The Bulldogs have four scholarship quarterbacks lined up looking to fill Jake Fromm’s shoes in a new offense and compensate for the noteworthy leadership void the three-time SEC East title-winning QB left behind.
Graduate transfer Jamie Newman is considered by most the favorite to win the job.
But Beck, redshirt freshman D’Wan Mathis, and redshirt junior Stetson Bennett have no intention of yielding.
That’s the way it should be. Quarterback and leadership roles are intertwined, no matter the offense, program, or level of football.
Georgia likes to refer to itself as a player-led team in each position group. While that’s true, the quarterback position remains the most pivotal in any championship drive and requires a true Alpha.
Here are three observations from Beck’s GeorgiaDogs.com interview session with D.J. Shockley and fellow early enrollees:
There are different levels of confidence, and it’s clear the hurdles Beck overcame in Florida’s highest high school classification level at Mandarin High School in Jacksonville left him battle-tested.
Winning the Class 8A state championship as a junior was one thing, but it was what came next that steeled Beck.
“From my junior to my senior season my whole style of game changed,” Beck said, explaining how a great amount of attrition after his junior season made him become more of a playmaker as a senior.
“Throughout the course of my senior season, I had to learn how to escape the pocket, go get yards, make people miss, all that type of stuff.

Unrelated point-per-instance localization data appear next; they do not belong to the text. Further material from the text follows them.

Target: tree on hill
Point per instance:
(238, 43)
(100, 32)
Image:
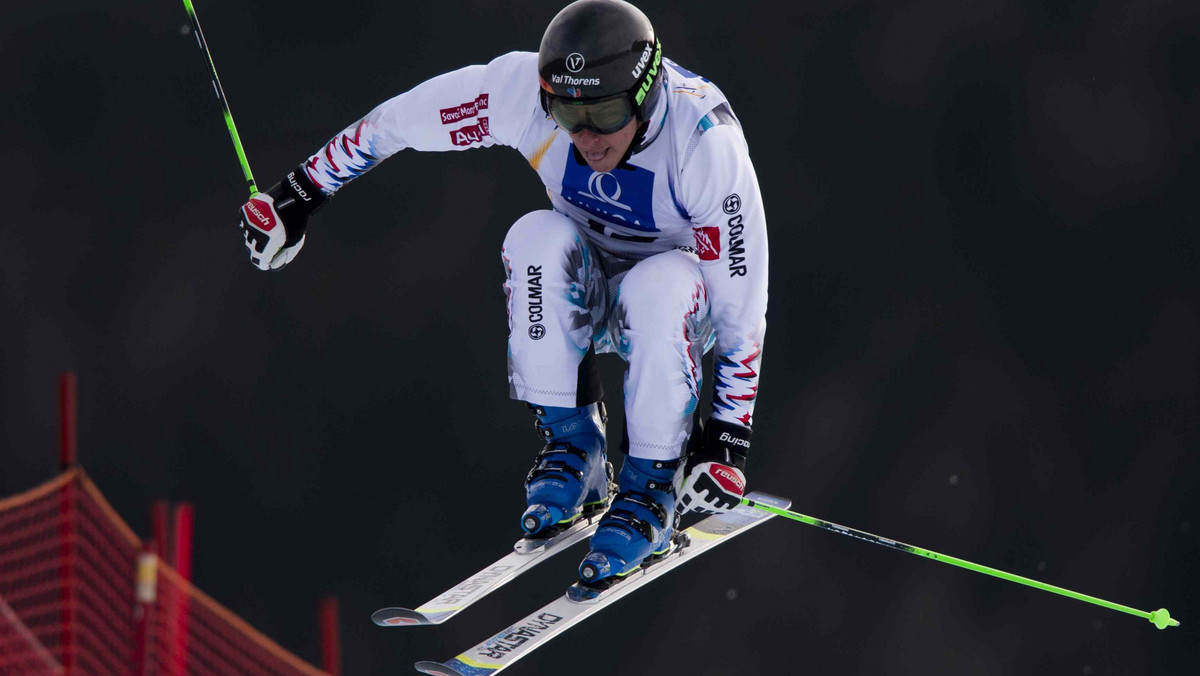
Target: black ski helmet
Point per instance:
(599, 49)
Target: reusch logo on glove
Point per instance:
(259, 213)
(729, 479)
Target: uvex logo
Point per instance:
(295, 186)
(730, 438)
(265, 222)
(708, 243)
(729, 479)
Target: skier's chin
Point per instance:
(605, 163)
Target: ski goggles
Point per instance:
(603, 115)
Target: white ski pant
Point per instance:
(568, 300)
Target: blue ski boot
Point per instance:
(640, 524)
(571, 476)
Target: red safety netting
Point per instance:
(69, 572)
(21, 654)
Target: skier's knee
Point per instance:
(539, 232)
(660, 292)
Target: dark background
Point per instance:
(983, 338)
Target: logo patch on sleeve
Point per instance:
(708, 243)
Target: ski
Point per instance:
(501, 651)
(526, 554)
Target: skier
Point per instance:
(654, 247)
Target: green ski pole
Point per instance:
(1159, 617)
(225, 103)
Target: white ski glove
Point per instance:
(273, 222)
(714, 477)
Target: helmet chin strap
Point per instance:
(635, 145)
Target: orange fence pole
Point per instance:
(330, 636)
(67, 459)
(67, 437)
(181, 560)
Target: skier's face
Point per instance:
(603, 151)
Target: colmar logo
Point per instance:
(708, 243)
(259, 213)
(729, 479)
(737, 247)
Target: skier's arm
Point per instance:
(472, 107)
(720, 190)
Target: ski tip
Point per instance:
(437, 669)
(1163, 620)
(399, 617)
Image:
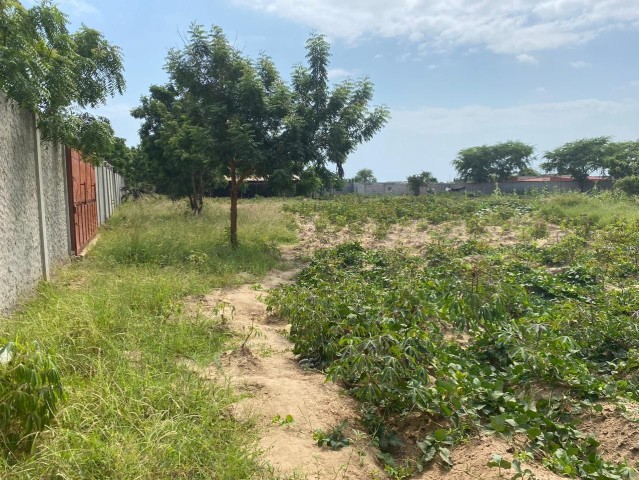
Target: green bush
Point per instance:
(30, 389)
(629, 185)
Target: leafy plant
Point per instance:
(30, 389)
(335, 438)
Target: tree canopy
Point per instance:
(365, 175)
(578, 159)
(493, 162)
(57, 74)
(622, 159)
(225, 116)
(420, 179)
(326, 124)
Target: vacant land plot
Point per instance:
(477, 338)
(530, 336)
(119, 326)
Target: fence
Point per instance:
(35, 204)
(515, 187)
(402, 188)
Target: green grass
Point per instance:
(118, 326)
(600, 209)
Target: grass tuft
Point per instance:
(119, 327)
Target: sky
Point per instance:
(454, 73)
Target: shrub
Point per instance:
(30, 389)
(629, 185)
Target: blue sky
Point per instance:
(454, 73)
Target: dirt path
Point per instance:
(262, 366)
(276, 386)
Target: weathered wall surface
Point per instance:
(385, 188)
(20, 261)
(54, 184)
(109, 191)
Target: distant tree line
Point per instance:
(224, 119)
(579, 159)
(58, 74)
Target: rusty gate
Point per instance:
(82, 201)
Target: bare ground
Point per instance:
(416, 236)
(264, 369)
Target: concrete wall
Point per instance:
(56, 203)
(510, 187)
(20, 259)
(35, 227)
(109, 191)
(382, 188)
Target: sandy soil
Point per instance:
(471, 458)
(617, 433)
(263, 368)
(415, 237)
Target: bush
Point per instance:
(629, 185)
(30, 389)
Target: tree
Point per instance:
(57, 74)
(493, 162)
(326, 125)
(578, 158)
(176, 145)
(622, 159)
(223, 114)
(220, 114)
(420, 179)
(365, 175)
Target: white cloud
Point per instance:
(580, 64)
(71, 7)
(429, 138)
(512, 27)
(335, 73)
(529, 59)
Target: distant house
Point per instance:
(555, 178)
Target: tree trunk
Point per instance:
(234, 191)
(196, 196)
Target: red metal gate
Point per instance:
(82, 201)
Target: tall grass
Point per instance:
(598, 208)
(118, 325)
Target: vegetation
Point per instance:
(622, 159)
(493, 162)
(578, 159)
(365, 175)
(419, 180)
(57, 74)
(123, 337)
(550, 327)
(224, 116)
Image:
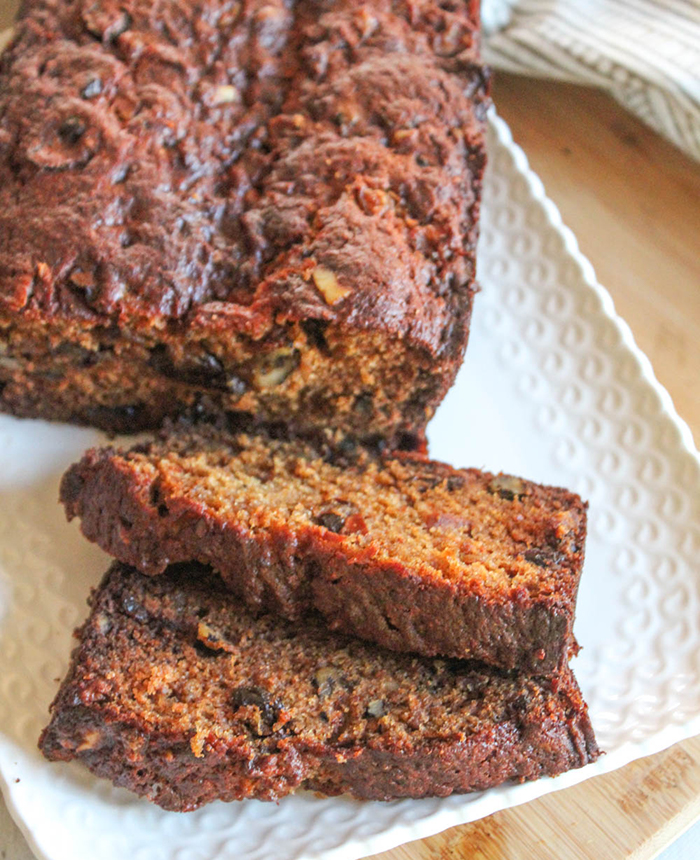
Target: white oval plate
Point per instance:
(554, 389)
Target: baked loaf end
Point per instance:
(180, 695)
(270, 207)
(394, 548)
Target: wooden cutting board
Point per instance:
(633, 202)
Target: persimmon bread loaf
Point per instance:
(267, 206)
(391, 547)
(178, 693)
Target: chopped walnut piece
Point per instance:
(212, 638)
(89, 742)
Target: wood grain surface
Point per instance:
(633, 201)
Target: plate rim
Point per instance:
(399, 834)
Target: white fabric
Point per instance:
(646, 53)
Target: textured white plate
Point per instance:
(553, 388)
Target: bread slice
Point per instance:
(269, 206)
(179, 694)
(394, 548)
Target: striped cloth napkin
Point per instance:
(646, 53)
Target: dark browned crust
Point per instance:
(121, 717)
(190, 196)
(135, 506)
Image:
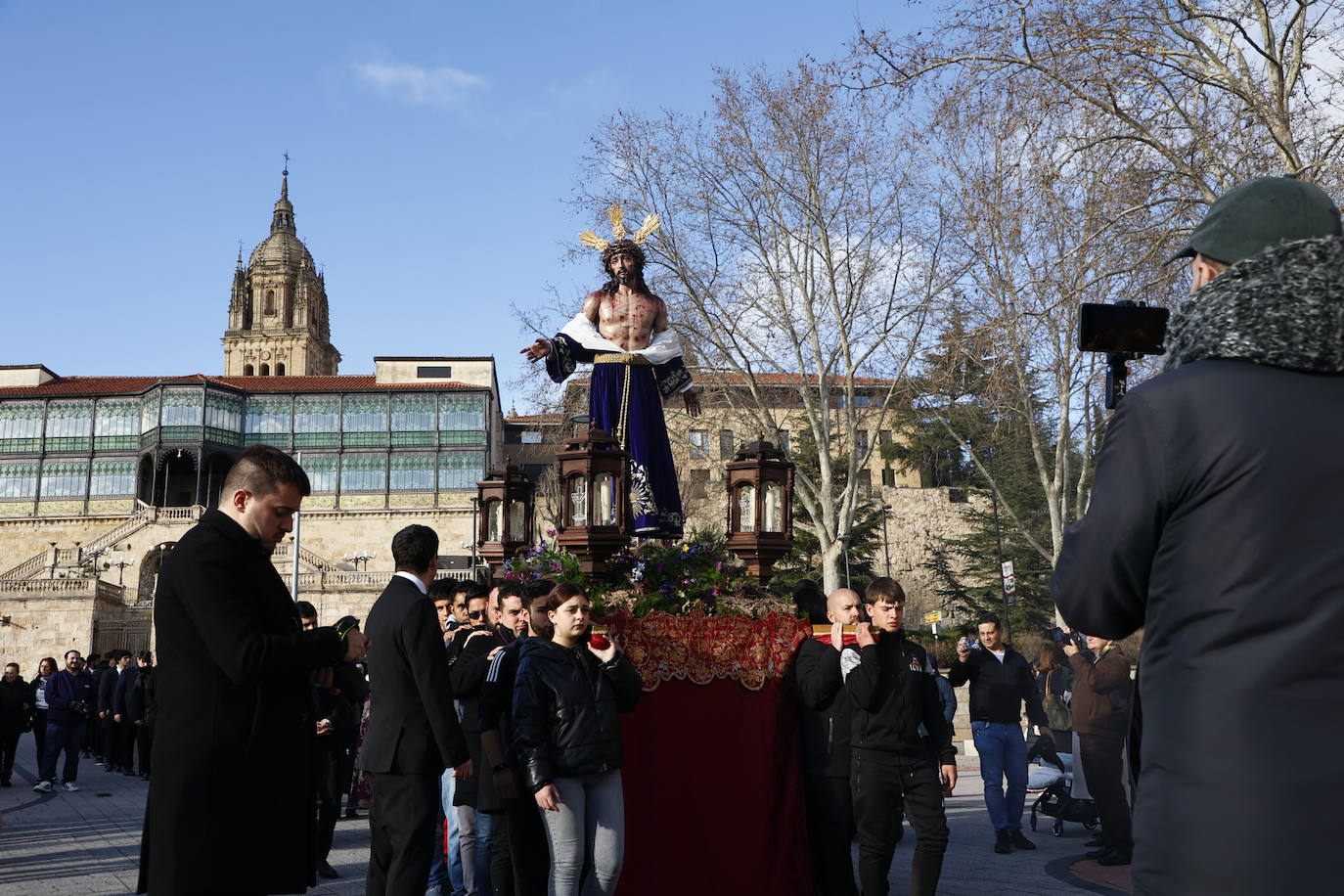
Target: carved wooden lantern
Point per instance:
(759, 481)
(594, 500)
(506, 520)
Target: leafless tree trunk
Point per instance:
(791, 251)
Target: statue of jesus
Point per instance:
(622, 331)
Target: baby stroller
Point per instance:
(1052, 780)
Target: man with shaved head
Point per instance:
(826, 748)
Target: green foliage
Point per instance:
(962, 384)
(674, 579)
(804, 561)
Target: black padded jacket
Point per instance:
(564, 711)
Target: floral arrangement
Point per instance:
(694, 575)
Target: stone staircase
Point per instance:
(143, 516)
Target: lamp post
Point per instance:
(886, 550)
(759, 482)
(594, 506)
(506, 520)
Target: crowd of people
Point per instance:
(877, 737)
(100, 709)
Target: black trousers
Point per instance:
(1103, 771)
(111, 741)
(405, 810)
(39, 733)
(144, 745)
(527, 846)
(8, 744)
(330, 760)
(829, 834)
(884, 788)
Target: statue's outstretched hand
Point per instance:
(693, 402)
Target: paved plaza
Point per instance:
(87, 844)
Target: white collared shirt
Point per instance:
(414, 578)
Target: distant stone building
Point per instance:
(101, 474)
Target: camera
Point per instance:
(1124, 331)
(1075, 639)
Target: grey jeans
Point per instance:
(590, 825)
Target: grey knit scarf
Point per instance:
(1282, 308)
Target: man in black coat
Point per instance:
(1214, 524)
(230, 806)
(826, 722)
(413, 730)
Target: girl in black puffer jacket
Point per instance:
(567, 739)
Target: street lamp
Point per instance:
(886, 550)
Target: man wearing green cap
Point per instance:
(1215, 525)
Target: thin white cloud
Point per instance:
(417, 85)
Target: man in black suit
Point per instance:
(232, 801)
(413, 730)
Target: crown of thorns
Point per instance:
(620, 242)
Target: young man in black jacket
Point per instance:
(1000, 680)
(826, 720)
(893, 767)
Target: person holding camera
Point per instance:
(1099, 707)
(68, 700)
(1214, 525)
(1000, 683)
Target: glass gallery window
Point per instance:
(460, 470)
(268, 421)
(21, 426)
(316, 421)
(461, 420)
(365, 420)
(68, 425)
(363, 473)
(114, 425)
(183, 407)
(18, 481)
(65, 478)
(413, 420)
(112, 478)
(150, 411)
(225, 416)
(322, 471)
(413, 473)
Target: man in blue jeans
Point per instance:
(1000, 680)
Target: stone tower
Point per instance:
(277, 310)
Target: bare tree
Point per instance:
(1202, 94)
(1045, 227)
(791, 246)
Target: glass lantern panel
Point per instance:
(746, 508)
(516, 521)
(493, 520)
(605, 500)
(578, 500)
(773, 508)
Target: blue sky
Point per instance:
(433, 147)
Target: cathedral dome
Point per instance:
(281, 248)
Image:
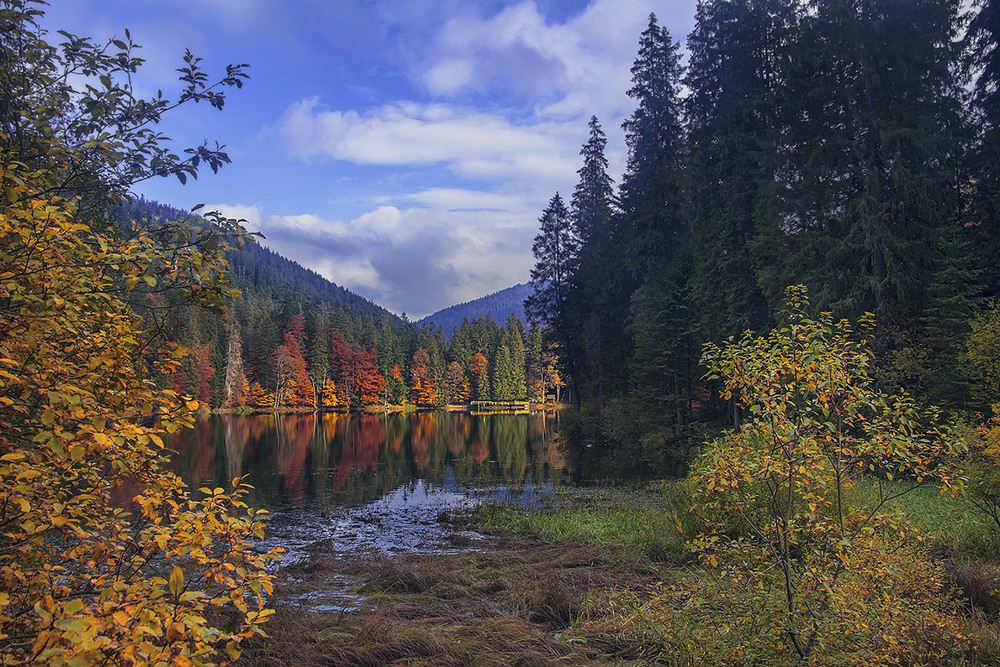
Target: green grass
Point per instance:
(952, 523)
(643, 521)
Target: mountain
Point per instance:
(498, 306)
(259, 272)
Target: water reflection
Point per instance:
(333, 460)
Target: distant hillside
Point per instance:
(259, 272)
(498, 305)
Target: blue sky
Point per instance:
(403, 149)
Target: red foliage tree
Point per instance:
(369, 383)
(423, 388)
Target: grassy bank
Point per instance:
(603, 576)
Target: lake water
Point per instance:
(357, 483)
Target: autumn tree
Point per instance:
(423, 388)
(369, 383)
(85, 581)
(293, 387)
(820, 568)
(457, 384)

So I feel like really anything that coach asks me to do I can go out there and accomplish it.”
James Coley was the Georgia OC when Beck was signed, but the change to Todd Monken has done nothing to shake Beck’s confidence and could actually be a better fit for him.
When Beck was asked about his quick transition from high school to the University of Georgia, his answer reflected a group mindset — the sort that comes natural to a leader who knows how to rally those around him.
“It’s definitely been easier with all of us coming in together earlier,” Beck said. “It would definitely be a lot different if I just came in early all by myself.
“But we’ve kind of helped each other out and helped find our way around, and kind of get used to the whole process of this.”
Beck, it seems, knows how to rally a room and understands the importance of his role.
“I feel like a lot of people look up to me and I don’t say that in a cocky way, but I’m the quarterback and people naturally gravitate towards the quarterback,” Beck said in a 1010XL Radio interview entering his senior year of high school at Mandarin.
“You’re the guy in the huddle calling the play and making the adjustment, so if I bring the energy myself, I feel like that will bring everybody else up and help the team be better.”
Part of Fromm’s success was the unmistakable air of poise he plays with, seemingly always under control, it came so natural for No. 11 all the way back to his Little League World Series days.
Georgia teammates fed off Fromm’s confidence throughout his first 2 1/2 seasons, having seen him come through time and time again in the clutch and lead the team to the brink of a national title.
Beck was a baseball star, too, once a Florida baseball commitment before deciding on football. And, like Fromm, Beck was also once an Alabama football commit.
Beck is obviously nowhere near as accomplished as Fromm on the football field, and he has only a couple of bowl practices with the scout team to his credit.
But he’s itching to show his teammates what he’s all about as an athlete, and he jokingly let them know that he’s ready to show them on the basketball court when they are ready.
“Y’all laughing at me, you don’t know I’m a hooper,” Beck, a former AAU basketball player, said during the Shockley interview. “They ain’t seen me yet, and they don’t want to see me … None of you all are shooting like me. None of you all.”
It was a playful but telling moment. The competition is going to be real this spring.